Durch dieses System gewinnst du Flexibilität bei Erweiterungen oder Einsatz anderer Baugruppen.
Man muss halt schauen, ob diese zusätzliche Abstraktionsschicht wirklich Vorteile gegenüber einer hardwarenahen Programmierung bringt.


----------



## ADS_0x1 (14 Oktober 2019)

Hi Tmbiz,

wir machen in der Firma Statemachines nur bei einfachen Abläufen oder wenn Anlagenteile Autark arbeiten können. Alles andere in Schrittketten - das ist bei IB und IH nachher wesentlich einfacher nachzuverfolgen, wo du gerade stehst und warum es nicht weitergeht.
Das Ganze dann mit deiner Modularität der Komponenten ist doch recht easy zu lösen, dazu hat der liebe Gott (oder ein ihm nachfolgender Programmierer) etwas tolles erfunden, dass sich "Schnittstelle" nennt. 

In der Schrittkette selber prüfst du doch bspw. nur auf den Gewichtswert. Wie der zu Stande kommt, kann der Schrittkette doch komplett egal sein. Also legst du entweder einen Global-DB / GVL mit dem Wert an (_i_f_GewichtWaageX : REAL_) oder erweiterst deine Schrittkette um die entsprechenden IN /OUTS. Gleiches gilt für die Ansteuerung (_o_b_PumpeAn : BOOL_). Die Signale selber kommen dann von einem Ausgang / gehen an einen Eingang des Komponentenbausteins (fb_WaageMettlerToledo, fb_DanfossPumpe - sind jetzt nur Beispielnamen).

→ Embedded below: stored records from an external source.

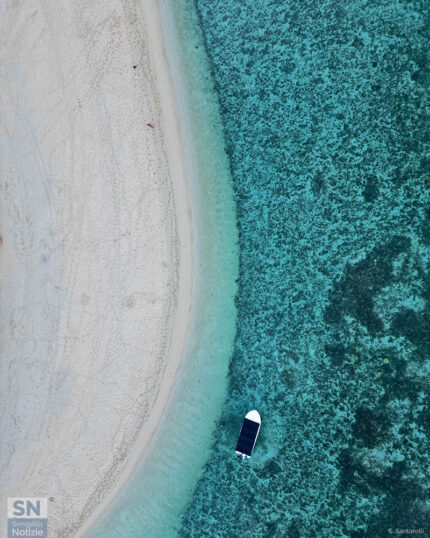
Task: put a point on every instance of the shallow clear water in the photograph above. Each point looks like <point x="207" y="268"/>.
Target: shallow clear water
<point x="152" y="502"/>
<point x="326" y="114"/>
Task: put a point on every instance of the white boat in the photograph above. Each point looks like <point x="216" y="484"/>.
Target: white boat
<point x="248" y="434"/>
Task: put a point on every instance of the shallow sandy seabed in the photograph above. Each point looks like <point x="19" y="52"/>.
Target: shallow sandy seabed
<point x="96" y="255"/>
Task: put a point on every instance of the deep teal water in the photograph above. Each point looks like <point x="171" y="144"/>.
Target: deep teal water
<point x="325" y="106"/>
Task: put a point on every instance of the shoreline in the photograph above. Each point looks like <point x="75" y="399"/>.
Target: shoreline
<point x="174" y="150"/>
<point x="86" y="356"/>
<point x="154" y="498"/>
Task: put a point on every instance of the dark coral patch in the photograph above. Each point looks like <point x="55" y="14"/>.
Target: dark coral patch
<point x="354" y="294"/>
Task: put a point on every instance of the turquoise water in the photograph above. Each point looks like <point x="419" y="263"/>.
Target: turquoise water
<point x="325" y="112"/>
<point x="152" y="502"/>
<point x="326" y="108"/>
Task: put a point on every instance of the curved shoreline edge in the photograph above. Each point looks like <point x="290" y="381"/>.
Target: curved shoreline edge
<point x="183" y="247"/>
<point x="195" y="139"/>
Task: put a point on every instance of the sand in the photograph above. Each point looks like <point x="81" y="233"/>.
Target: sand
<point x="96" y="259"/>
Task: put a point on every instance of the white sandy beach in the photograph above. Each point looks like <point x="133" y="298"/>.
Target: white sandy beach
<point x="95" y="264"/>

Damit kannst du die Schrittketten komplett neutral halten und die Komponente, die verwendet wird, ist komplett ega. Zusätzlicher Vorteil ist, dass du sämtliche Stati der Anlage für den Teil, der dich interessiert, in dem Global DB / GVL einsehen kannst. Zudem weißt du durch die Schrittkette immer, wo du im Moment stehst. TIA Graph ist da schon eine gute Wahl - das kann auch jeder IH'ler i.d.R.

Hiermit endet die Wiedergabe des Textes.